Whistleblower and False Claims Act Litigation
NP has a robust department of lawyers and staff dedicated to prosecuting whistleblower and False Claim Act (“FCA”) litigation on behalf of the United States and state governments. The FCA allows private citizens to blow the whistle on companies and individuals who commit fraud on the government for financial gain. This kind of litigation is often referred to as “qui tam” litigation.
To encourage whistleblowers (known as “relators” under the FCA) to step forward, the federal government rewards relators with a percentage of the funds that are recovered from successful litigation. Other federal agencies, including the SEC and the IRS, have established programs to reward whistleblowers who provide information leading to successful enforcement actions involving financial fraud, such as insider trading, tax evasion, accounting fraud, market manipulation, and violations of the Foreign Corrupt Practices Act. NP possesses the experience and skills to advise and represent relators as they decide whether to blow the whistle and initiate litigation.
We have represented relators in FCA litigation involving a number of varying industries, including healthcare, finance, banking, insurance, oil and gas, accounting, and other industries, in cases across the United States. Our experience in these cases, and our history of working with the government to achieve success, has made NP a first choice in whistleblower and FCA litigation around the country.
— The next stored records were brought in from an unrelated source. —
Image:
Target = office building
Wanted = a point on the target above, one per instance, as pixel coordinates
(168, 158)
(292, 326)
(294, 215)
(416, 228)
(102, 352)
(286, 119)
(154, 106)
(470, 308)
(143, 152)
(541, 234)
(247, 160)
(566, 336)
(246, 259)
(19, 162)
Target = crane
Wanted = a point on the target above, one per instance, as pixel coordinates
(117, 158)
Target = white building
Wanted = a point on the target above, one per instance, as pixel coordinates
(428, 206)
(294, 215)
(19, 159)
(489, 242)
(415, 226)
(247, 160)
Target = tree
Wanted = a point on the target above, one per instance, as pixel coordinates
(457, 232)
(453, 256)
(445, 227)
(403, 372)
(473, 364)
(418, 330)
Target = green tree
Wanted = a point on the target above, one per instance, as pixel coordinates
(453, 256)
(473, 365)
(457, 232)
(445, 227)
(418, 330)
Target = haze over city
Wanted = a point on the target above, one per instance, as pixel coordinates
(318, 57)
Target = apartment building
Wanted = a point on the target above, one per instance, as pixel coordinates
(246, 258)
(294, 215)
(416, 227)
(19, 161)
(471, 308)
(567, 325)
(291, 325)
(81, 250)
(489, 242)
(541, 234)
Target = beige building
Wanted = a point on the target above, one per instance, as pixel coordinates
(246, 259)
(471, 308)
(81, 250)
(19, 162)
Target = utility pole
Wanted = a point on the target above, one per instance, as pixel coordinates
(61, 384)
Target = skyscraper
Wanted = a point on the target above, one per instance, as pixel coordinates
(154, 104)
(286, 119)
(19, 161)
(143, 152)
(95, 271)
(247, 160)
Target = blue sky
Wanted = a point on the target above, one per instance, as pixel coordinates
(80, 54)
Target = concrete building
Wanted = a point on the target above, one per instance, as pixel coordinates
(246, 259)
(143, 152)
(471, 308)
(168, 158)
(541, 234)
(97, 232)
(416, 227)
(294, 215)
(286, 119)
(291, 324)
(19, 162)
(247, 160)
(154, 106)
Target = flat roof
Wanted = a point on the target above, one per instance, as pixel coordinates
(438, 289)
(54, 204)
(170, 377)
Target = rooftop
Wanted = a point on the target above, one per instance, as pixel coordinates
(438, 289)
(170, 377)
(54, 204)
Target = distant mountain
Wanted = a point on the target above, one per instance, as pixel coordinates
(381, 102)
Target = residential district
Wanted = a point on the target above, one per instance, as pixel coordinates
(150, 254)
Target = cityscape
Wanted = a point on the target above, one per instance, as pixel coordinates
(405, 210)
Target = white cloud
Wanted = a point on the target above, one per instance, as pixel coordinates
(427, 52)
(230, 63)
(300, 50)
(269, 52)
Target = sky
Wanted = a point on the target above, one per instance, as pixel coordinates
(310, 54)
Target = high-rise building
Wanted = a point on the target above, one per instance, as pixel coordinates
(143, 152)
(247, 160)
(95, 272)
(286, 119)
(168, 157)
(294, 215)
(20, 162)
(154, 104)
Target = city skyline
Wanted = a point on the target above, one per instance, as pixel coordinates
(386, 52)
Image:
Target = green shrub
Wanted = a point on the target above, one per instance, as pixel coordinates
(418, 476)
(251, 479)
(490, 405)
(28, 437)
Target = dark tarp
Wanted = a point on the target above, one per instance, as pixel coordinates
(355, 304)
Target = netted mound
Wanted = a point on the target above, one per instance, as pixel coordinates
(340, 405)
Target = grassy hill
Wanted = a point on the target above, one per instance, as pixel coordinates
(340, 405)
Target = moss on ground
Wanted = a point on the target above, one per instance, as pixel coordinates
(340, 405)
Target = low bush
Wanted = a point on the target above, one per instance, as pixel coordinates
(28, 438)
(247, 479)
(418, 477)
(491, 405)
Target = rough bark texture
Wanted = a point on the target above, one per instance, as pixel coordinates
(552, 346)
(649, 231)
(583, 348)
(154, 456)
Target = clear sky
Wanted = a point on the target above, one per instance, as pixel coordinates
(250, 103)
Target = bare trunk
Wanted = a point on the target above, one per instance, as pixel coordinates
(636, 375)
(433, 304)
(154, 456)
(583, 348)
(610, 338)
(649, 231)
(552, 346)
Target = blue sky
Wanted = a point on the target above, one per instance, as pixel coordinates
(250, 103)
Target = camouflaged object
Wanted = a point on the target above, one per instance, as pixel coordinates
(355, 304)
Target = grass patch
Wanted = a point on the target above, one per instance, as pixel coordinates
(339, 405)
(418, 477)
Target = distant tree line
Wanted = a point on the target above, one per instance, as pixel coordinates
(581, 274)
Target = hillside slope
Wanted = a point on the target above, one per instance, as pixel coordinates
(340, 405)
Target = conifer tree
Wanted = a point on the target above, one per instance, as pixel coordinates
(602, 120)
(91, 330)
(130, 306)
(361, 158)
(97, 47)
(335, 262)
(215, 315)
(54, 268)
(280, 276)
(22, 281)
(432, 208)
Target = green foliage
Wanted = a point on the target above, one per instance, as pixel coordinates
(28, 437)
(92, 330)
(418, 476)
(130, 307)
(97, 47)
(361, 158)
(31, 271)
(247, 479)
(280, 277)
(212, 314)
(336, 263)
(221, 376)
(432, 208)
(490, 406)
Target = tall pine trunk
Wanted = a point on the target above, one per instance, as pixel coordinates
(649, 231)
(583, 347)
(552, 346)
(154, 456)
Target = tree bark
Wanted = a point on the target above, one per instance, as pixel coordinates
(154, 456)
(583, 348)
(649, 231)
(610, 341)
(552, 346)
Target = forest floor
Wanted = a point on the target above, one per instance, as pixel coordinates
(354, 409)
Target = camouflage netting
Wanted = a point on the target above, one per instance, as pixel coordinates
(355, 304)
Initiating FCA litigation is a difficult and time-consuming process that requires an in-depth front-end investigation—often with the help of private investigators and other experts—to determine whether and to what extend the alleged fraud is occurring. NP will advance all costs of investigating, preparing, filing, and prosecuting FCA cases on behalf of relators, and will work diligently alongside relators to fashion the most accurate and compelling case possible. In addition, NP’s FCA department has established relationships with skilled investigators, economists, statisticians, accountants, auditors, and other industry-specific experts to assist in compiling the information and evidence necessary for a successful FCA case. And, because NP represents relators on a contingent basis, relators will not have to pay any attorneys’ fees unless the case is successful.
The FCA also contains anti-retaliation provisions to protect whistleblowers from any retaliation by their current or former employers as a result of filing or pursuing FCA litigation. While every relator should carefully consider whether he or she wants to initiate whistleblowing litigation—a decision that should only be made with the advice of capable attorneys—NP stands by its relator-clients to protect them from retaliatory or negative action by their current or former employers. In short, when it comes to blowing the whistle and initiating FCA litigation, NP is there for its clients from beginning to end.
For example, NP represented a whistleblower in multiple FCA cases alleging that major energy companies were underpaying federal oil and gas royalties. These cases resulted in a number of significant settlements for the Government. NP incurred more than $5 million in out-of-pocket expenses assisting the Government in one of these cases alone (Wright v. AGIP Petroleum Company et al.). While this is just one example of NP’s success in whistleblower litigation, it demonstrates our ability to dedicate substantial time and resources to achieve outstanding results.